With a flawed view of man, doctors and medical technocrats will decide life-and-death issues like ancient Caesars in the Roman Colosseum by turning their thumbs up or down. Without a proper respect for the sanctity of human life, plug-pulling on 90-year-olds could quickly develop into active euthanasia for those deemed ''unfit'' or ''unwanted'' by a society seeking to unburden itself of those straining the federal budget.

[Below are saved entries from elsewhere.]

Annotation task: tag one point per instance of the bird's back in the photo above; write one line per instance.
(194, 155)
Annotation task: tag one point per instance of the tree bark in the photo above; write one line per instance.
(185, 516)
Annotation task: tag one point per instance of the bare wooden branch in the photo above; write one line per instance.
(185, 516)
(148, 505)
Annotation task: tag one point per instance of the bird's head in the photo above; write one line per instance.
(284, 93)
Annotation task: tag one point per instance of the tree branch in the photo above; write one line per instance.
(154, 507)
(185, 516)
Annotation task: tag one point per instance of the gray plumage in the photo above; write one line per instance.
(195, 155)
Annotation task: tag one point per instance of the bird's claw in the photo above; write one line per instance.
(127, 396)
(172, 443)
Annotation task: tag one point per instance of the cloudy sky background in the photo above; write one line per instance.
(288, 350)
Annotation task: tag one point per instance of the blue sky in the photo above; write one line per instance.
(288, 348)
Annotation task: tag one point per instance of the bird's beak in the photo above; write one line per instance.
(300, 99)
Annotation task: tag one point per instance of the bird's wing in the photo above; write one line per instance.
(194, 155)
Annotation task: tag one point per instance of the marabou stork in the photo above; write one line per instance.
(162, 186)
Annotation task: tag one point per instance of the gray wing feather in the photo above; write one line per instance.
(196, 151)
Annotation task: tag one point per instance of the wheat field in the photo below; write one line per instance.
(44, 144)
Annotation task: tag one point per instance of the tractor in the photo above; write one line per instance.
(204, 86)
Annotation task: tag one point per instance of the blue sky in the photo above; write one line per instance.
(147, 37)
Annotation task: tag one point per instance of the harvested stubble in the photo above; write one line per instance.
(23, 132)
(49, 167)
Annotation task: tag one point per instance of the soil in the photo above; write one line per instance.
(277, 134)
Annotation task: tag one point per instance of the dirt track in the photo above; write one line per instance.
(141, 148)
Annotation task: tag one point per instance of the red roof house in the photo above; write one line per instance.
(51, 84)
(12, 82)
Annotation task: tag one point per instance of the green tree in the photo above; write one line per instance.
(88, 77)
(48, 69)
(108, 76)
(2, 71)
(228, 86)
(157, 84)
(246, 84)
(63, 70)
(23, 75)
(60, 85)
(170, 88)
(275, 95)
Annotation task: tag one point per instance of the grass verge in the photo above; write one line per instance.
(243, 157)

When cost rather than the worth of a single human life becomes paramount in medicine, all sorts of indignities and inhumanities can result. As the former surgeon general C. Everett Koop has written, ''When a hospital is geared to save lives at any cost, this attitude affects health care down to the most mundane level. On the other hand, when one set of patients can be eliminated at will, the whole spirit of struggling to save lives is lost, and it is not long before a doctor or nurse will say, 'Why try so hard on anybody? After all, we deliberately fail to treat some patients and we kill others.' Even if it were not expressed this blatantly, an erosion takes place, which over a number of years would undermine the care of all patients in any institution that kills any patient placed in its care.''
Medicine has traditionally protected the weak, the old, the infirm, the young and the unborn. Now, legislators may be faced with debating whether to maintain these protections with no greater concern than they might bring to export-import quotas.
Without a foundation on human dignity, the humanistic-materialistic view of man becomes paramount, as expressed in 1978 by the Nobel laureate Francis Crick, who proposed that ''no newborn infant should be declared human until it has passed certain tests regarding its genetic endowment and if it fails these tests it forfeits the right to live.''
It is a short step indeed from there to declaring other lives null and void when they fail a test established by such as Richard Lamm, who says they should emulate leaves of the season that ''fall off a tree, forming humus for the other plants to grow.''
It is the difference between seeing your aging parents as unique human beings or as potential bags of fertilizer for the societal lawn.
Cal Thomas is a syndicated columnist.